Léon Pelletier s’en prend ensuite aux dépravations ouvrières qui « tuent » le métier d’imprimeur :
« Pour être heureux, l’ouvrier doit revenir sans cesse à ce dilemme : Le bonheur de l’ouvrier est dans le travail suivi, consciencieux, éclairé par la méthode et par la connaissance de ses intérêts positifs ; hors du travail, il n’y a que misère pour l’ouvrier. »
La messe est dite. Arguments éminemment conservateurs. L’époque était propice à ce mode de pensée.
"Malgré l’ignorance crasse qui encombre les ateliers » dit-il, et pourtant plus loin il défend l’idée qu’une intelligence active se trouve au sein des ateliers, et qu’une telle réunion d’hommes instruits, formant un foyer de lumières, pourrait produire un grand bien. Il prend pour exemple le cas de l’Imprimerie royale qui, refondée et réformée dans la science typographique, devrait être l’endroit où aller chercher le feu sacré qui fait éclore le génie. L’auteur s’en prend ensuite à la trop fréquente et mauvaise utilisation de la gravure sur bois intercalée dans le texte. Il pose alors quelques dogmes que je vous laisse apprécier : « Les livres à illustrations ne doivent point faire partie de la librairie proprement dite. C’est une industrie d’imagiers ; c’est du mercantilisme, lequel est toujours à l’affût du caprice, afin de le satisfaire par des brimborions qui le tuent bientôt, et qui finissent par succomber sous leur propre poids. (…) ils amusent les yeux (…) ils ne disent rien à l’âme (…)."
M. Pelletier prône la mise en place d’un Conseil, d’une Académie ou Sénat d’experts qui viendraient en aide à titre de juges, de prud’hommes ou de conseillers. Il demande clairement une réhabilitation de la typographie moderne par le biais d’une instruction poussée et obligatoire des ouvriers typographes et apprentis libraires. « L’instruction populaire achèvera de léguer aux générations ouvrières le respect d’elles-mêmes et l’attachement pour la société ; dont elles se sentiront les appuis estimés et non les victimes. » proclame-t-il selon les préceptes de M. Philarète Chasles qu’il souhaite mettre à profit. Pour conclure, « Eclairer et Instruire, telle doit être la devise de la nouvelle Académie typographique. » dit-il.
C’est au final un texte tout à la fois conservateur, paternaliste et social. Une vision humaniste du métier d’imprimeur-libraire qui se dégage sur fond de constat amère d’un métier qu’il sent en perdition. L’avenir lui aura donné raison sur de nombreux points.

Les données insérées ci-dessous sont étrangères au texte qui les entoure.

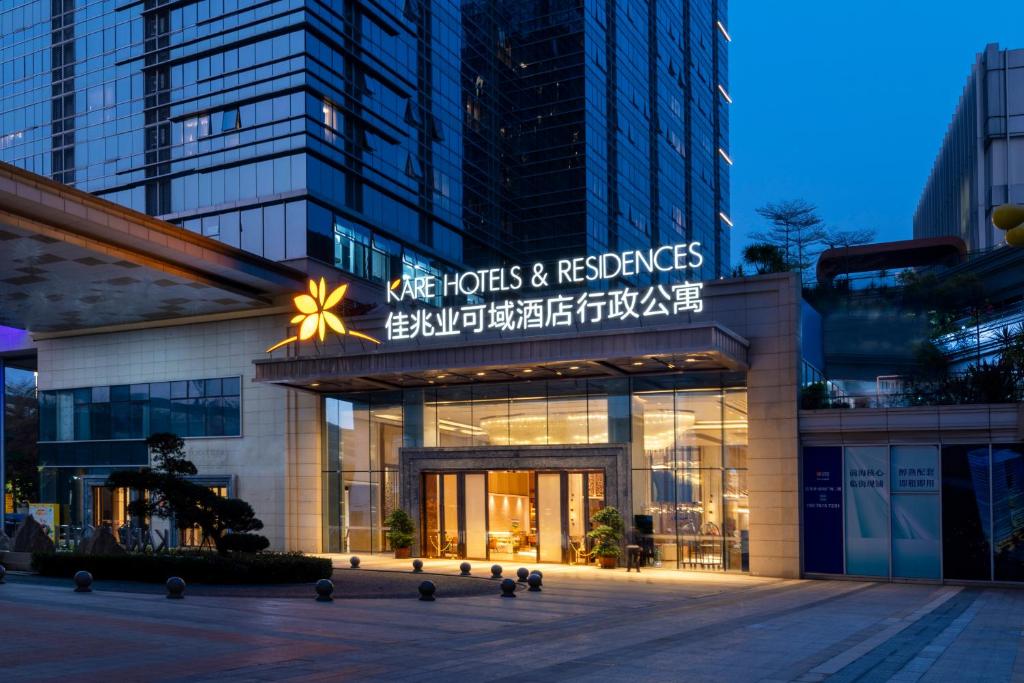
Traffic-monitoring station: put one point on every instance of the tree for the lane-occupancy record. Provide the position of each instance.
(765, 258)
(796, 228)
(22, 435)
(225, 521)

Une bien intéressante vision des métiers du livre en 1842.
Pour aller plus loin sur ce sujet, les ouvriers du livre, je vous indique cette référence, à lire absolument : Paul Chauvet, Les ouvriers du livre en France : de 1789 à la constitution de la Fédération de livre, Librairie M. Rivière, 1956 ; et Les ouvriers du livre en France : des origines à la Révolution de 1789, PUF, 1959. Deux livres fondamentaux et passionnants sur le sujet.
(1) M. Léon Pelletier est par ailleurs l'auteur d'un excellent poème intitulé La typographie, publié en 1832 (écrit en 1828) à Genève et Paris. Il a donné aussi un petit opuscule de 36 pages sur la prononciation de la langue française et la lecture (Genève et Paris, 1832). Nous n'avons pas retrouvé la date de la mort de ce bibliographe méconnu.